Des soldats israéliens sur un char Merkava stationné près de la frontière avec le Liban dans la région de la Haute Galilée, dans le nord d'Israël, le 27 novembre 2024, après l'entrée en vigueur d'un cessez-le-feu entre le Hezbollah et Israël. Photo AFP/JALAA MAREY
Des journalistes ont été pris pour cible par des soldats israéliens alors qu’ils tentaient de s’approcher du village toujours occupé de Khiam, dans le caza de Marjeyoun. Le photographe d’Associated Press Mohammad Zaatari a été blessé à la jambe par balles alors qu’il essayait de prendre en photo un char Merkava israélien, en compagnie de son confrère du journal al-Akhbar Ali Hachicho et d’un correspondant de l’agence russe Sputnik, Abdel Qader al-Bai, lui aussi atteint d'éclats d'obus. L’incident a été rapporté par Ali Hachicho à notre correspondant au Liban-Sud, Mountasser Abdallah.
Le journaliste ajoute que les soldats israéliens ont tiré plusieurs balles vers le groupe et que celui-ci a dû battre en retraite.
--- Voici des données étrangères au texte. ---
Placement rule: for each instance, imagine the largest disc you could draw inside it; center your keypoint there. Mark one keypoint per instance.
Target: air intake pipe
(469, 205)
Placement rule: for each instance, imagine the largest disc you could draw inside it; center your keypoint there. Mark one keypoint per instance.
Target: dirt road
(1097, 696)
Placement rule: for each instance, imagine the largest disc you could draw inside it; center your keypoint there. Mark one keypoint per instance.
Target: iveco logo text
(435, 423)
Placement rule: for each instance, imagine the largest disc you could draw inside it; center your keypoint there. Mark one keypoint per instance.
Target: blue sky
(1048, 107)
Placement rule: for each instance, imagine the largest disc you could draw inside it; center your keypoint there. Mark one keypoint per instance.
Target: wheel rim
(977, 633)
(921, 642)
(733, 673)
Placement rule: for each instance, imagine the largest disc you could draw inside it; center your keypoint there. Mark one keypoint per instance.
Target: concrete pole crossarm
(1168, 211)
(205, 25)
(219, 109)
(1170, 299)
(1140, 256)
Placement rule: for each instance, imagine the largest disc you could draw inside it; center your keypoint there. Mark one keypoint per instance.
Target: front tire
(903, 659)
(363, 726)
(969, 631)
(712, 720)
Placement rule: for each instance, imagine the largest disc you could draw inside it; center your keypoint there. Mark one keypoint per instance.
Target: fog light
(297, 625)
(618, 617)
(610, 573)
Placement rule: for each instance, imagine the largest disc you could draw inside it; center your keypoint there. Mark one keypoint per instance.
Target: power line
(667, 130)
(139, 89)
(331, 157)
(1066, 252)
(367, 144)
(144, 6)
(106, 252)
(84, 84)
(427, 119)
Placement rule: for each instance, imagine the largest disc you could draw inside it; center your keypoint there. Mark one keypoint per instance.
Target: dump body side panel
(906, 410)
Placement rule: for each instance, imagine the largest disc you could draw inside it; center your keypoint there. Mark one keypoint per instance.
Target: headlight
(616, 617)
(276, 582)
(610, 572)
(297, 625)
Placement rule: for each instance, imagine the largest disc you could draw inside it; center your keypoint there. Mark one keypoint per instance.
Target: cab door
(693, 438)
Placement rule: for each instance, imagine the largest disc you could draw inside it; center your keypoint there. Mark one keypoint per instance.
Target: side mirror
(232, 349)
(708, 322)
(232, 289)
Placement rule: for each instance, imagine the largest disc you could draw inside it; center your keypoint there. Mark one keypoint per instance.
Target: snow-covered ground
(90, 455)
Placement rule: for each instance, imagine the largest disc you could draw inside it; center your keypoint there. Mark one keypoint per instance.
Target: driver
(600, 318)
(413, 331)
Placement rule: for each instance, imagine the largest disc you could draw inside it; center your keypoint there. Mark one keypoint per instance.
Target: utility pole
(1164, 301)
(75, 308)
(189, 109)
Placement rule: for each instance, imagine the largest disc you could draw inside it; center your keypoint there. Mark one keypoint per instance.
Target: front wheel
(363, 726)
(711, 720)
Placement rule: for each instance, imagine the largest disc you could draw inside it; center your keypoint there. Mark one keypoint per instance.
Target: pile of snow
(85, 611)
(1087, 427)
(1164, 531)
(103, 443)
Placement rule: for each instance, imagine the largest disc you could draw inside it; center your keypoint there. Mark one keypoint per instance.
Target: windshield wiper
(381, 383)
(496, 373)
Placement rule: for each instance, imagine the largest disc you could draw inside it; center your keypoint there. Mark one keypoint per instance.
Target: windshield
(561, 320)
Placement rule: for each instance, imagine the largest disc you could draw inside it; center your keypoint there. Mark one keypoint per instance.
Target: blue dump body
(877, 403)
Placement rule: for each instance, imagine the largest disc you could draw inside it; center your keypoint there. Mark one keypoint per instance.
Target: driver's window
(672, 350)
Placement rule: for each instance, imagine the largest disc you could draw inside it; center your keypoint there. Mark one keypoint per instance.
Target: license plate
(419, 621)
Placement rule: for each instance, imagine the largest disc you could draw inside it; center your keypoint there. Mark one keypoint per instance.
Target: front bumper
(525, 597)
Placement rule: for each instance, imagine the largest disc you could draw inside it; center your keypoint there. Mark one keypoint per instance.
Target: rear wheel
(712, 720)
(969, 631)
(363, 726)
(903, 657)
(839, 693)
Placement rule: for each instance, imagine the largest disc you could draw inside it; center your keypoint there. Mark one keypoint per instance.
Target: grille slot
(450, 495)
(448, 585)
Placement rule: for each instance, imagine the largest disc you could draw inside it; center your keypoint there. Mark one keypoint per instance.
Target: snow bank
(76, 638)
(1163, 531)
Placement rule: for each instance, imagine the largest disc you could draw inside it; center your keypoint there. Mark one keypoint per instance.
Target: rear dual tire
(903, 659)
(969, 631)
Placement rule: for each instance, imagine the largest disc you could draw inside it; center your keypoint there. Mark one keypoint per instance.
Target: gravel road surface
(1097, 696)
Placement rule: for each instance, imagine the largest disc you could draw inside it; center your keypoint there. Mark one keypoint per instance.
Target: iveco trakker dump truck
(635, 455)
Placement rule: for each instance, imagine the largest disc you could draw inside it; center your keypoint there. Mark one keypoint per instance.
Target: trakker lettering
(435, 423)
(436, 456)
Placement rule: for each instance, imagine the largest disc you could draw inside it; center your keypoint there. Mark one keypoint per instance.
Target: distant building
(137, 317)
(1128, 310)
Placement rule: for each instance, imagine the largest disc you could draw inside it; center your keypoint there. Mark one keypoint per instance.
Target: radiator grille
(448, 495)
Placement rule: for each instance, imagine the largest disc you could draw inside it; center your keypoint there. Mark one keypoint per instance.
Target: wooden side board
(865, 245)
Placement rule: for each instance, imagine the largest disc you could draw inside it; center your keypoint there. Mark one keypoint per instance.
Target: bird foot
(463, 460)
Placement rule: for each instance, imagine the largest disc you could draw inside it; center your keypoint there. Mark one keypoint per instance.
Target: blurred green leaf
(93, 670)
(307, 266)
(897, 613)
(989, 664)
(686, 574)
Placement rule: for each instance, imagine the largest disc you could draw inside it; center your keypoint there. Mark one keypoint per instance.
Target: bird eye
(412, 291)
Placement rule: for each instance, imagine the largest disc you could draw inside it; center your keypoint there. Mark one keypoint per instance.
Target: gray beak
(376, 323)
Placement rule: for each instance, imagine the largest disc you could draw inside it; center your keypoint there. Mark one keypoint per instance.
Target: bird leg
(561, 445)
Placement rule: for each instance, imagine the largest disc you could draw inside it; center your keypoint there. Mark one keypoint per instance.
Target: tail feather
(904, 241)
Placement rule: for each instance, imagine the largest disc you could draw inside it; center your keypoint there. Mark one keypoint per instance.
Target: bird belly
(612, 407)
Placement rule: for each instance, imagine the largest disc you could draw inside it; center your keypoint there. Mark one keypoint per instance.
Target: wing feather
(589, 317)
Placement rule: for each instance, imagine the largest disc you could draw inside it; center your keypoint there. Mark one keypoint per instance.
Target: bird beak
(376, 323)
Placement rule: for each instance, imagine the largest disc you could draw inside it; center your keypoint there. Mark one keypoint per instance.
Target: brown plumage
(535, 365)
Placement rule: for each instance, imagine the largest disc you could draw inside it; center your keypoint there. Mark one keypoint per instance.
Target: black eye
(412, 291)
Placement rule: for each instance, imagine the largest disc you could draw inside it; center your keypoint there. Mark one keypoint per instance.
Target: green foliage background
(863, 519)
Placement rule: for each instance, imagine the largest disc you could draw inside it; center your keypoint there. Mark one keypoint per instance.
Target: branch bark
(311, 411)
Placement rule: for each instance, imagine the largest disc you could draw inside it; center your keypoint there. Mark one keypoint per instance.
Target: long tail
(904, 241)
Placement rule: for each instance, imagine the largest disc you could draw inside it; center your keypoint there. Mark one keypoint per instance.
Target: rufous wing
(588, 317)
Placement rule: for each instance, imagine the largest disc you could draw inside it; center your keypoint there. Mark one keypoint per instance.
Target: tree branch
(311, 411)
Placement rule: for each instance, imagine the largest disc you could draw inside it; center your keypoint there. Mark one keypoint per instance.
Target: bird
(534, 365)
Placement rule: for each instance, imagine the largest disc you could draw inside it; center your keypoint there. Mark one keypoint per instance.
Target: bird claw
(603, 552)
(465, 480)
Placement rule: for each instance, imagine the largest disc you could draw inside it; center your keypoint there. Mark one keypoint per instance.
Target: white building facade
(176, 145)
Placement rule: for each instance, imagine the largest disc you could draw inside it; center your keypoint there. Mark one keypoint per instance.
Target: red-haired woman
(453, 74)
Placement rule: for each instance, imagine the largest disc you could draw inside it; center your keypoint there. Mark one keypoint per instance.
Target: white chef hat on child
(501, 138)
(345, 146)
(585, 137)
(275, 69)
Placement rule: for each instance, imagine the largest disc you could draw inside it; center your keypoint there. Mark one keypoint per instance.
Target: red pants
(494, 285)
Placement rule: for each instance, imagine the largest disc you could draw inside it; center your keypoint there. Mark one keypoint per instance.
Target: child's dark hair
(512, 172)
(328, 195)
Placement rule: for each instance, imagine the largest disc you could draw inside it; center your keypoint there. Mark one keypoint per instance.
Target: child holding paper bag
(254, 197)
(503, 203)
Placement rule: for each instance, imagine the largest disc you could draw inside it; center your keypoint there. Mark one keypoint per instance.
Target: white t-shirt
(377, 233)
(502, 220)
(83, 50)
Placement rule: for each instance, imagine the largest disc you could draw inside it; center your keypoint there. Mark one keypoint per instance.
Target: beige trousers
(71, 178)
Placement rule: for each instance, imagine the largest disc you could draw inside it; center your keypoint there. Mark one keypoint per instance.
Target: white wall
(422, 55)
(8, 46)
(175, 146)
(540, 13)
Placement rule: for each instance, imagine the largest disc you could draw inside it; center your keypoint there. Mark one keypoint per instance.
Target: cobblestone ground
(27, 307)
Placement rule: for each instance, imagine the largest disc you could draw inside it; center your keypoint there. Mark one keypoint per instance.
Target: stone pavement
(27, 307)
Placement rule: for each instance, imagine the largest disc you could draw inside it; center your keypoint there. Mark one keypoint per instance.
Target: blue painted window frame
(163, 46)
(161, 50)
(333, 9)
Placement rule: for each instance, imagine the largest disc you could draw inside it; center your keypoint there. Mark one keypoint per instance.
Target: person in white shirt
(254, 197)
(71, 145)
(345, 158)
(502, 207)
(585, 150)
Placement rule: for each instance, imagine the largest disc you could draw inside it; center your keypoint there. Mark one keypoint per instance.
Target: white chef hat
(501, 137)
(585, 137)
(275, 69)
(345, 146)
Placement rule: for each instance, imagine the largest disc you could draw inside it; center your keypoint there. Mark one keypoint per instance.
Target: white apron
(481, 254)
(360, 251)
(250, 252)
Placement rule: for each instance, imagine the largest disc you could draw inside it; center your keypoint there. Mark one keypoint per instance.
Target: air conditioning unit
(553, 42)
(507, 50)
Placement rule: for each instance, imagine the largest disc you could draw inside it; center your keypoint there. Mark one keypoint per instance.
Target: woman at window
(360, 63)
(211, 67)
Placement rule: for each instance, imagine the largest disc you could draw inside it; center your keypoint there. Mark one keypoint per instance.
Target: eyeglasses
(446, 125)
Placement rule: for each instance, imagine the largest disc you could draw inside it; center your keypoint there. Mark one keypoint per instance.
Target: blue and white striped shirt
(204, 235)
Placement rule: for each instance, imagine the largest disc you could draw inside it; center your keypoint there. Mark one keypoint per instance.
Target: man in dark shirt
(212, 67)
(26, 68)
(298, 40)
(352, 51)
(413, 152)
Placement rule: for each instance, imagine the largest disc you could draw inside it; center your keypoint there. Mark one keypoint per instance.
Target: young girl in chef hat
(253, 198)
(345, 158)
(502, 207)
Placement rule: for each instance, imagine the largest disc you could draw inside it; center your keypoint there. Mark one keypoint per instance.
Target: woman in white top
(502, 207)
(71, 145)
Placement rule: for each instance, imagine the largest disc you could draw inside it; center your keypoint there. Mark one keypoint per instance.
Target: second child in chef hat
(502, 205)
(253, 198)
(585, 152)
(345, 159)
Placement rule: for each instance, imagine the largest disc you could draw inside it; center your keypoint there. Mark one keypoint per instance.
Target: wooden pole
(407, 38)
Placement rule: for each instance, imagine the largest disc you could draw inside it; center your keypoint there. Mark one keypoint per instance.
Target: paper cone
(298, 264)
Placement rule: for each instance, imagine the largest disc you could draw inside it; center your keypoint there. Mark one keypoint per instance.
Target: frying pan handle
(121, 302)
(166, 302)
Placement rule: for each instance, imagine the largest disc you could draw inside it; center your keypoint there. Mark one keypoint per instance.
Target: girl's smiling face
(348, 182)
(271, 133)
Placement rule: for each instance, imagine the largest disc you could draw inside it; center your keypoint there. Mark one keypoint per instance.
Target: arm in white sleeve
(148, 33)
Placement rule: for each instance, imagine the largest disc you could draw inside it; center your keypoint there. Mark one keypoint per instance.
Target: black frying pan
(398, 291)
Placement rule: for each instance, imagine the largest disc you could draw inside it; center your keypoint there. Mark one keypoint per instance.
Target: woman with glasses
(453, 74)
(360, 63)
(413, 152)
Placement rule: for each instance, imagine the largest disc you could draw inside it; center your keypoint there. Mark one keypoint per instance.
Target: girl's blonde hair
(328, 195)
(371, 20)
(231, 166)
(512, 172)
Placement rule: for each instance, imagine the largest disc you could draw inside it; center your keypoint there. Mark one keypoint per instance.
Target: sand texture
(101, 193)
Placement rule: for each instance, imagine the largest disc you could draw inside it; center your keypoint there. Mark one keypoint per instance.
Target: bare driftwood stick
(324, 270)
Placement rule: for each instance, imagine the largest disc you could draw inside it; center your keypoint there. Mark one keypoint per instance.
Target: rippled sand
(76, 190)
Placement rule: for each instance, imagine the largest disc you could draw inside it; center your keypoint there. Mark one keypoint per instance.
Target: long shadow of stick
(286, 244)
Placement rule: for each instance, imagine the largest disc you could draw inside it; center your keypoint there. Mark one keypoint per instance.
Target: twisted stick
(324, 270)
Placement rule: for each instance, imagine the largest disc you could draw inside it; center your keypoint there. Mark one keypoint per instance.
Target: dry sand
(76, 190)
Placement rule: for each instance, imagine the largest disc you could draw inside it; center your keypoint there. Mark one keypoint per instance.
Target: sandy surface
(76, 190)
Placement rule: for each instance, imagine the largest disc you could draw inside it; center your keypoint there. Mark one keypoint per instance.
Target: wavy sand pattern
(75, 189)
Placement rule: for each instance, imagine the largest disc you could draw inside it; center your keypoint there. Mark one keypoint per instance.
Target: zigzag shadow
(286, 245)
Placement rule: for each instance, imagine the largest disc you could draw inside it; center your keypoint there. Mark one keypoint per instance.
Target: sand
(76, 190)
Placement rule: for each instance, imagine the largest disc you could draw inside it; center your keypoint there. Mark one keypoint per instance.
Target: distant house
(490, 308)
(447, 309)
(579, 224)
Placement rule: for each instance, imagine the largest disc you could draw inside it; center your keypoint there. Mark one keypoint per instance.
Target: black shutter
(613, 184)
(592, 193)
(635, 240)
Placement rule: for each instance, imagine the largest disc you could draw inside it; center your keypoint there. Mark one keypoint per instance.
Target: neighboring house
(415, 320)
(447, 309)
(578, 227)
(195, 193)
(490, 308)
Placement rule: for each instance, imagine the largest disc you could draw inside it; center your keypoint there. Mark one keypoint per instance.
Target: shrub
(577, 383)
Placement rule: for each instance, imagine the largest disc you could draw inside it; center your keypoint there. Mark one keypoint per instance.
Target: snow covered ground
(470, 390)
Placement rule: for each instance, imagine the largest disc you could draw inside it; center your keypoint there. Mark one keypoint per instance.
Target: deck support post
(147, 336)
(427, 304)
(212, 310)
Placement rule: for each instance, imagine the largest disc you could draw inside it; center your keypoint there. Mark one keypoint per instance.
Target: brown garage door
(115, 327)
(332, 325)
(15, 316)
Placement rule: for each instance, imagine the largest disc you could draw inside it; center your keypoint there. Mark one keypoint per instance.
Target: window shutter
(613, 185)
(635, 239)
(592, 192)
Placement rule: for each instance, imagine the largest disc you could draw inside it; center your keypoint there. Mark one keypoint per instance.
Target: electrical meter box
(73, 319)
Mohammad Zaatari a été transporté à l’hôpital de Marjeyoun puis à celui de Nabatiyé.
« L'armée israélienne a ouvert le feu sur un groupe de journalistes dans la ville de Khiam, dans le sud du pays, blessant le photographe d'Associated Press Mohammad Zaatari de deux balles dans la jambe et le reporter de Sputnik Abdel Qader al-Bai d'un éclat d'obus dans le pied », a confirmé sur X la fondation Samir Kassir Eyes (Skeyes).
De son côté, le président du syndicat des rédacteurs Joseph Kossaifi a dénoncé les tirs israéliens contre les journalistes, condamnant cet incident en précisant que celui-ci constituait « la première violation du cessez-le-feu convenu mardi ». Il rappelle que plus de douze journalistes et photographes ont été tués durant cette guerre depuis le 8 octobre 2023. « Nous en appelons à la communauté internationale, aux organisations de défense des droits de l'homme, à la Cour pénale internationale, à la Fédération internationale des journalistes et à la Fédération générale des journalistes arabes, afin qu’ils réalisent à quel point les sionistes s'obstinent à bafouer les lois et les conventions internationales et à nier les règles les plus élémentaires consistant à s'abstenir d'attaquer les professionnels des médias dans les zones de guerre et de conflit », a-t-il ajouté.
« Quatre suspects ont été arrêtés et interrogés dans le sud du Liban après s'être approchés des troupes », a par ailleurs affirmé l'armée israélienne selon le quotidien Haaretz.
L’armée libanaise avait essayé dès le matin d’empêcher le flux d’habitants qui voulaient rentrer à Khiam, fermant tous les accès à cette ville du Liban-Sud qui a été le théâtre de violents combats entre les combattants du Hezbollah et l’armée israélienne, du fait de sa position stratégique. Dès l’entrée en vigueur de la trêve au Liban à 4h ce matin, des centaines de milliers de déplacés du Liban-Sud ont pris la route pour rentrer chez eux, malgré les multiples mises en garde concernant la présence israélienne mais aussi les munitions non explosées et les mines, notamment dans les champs.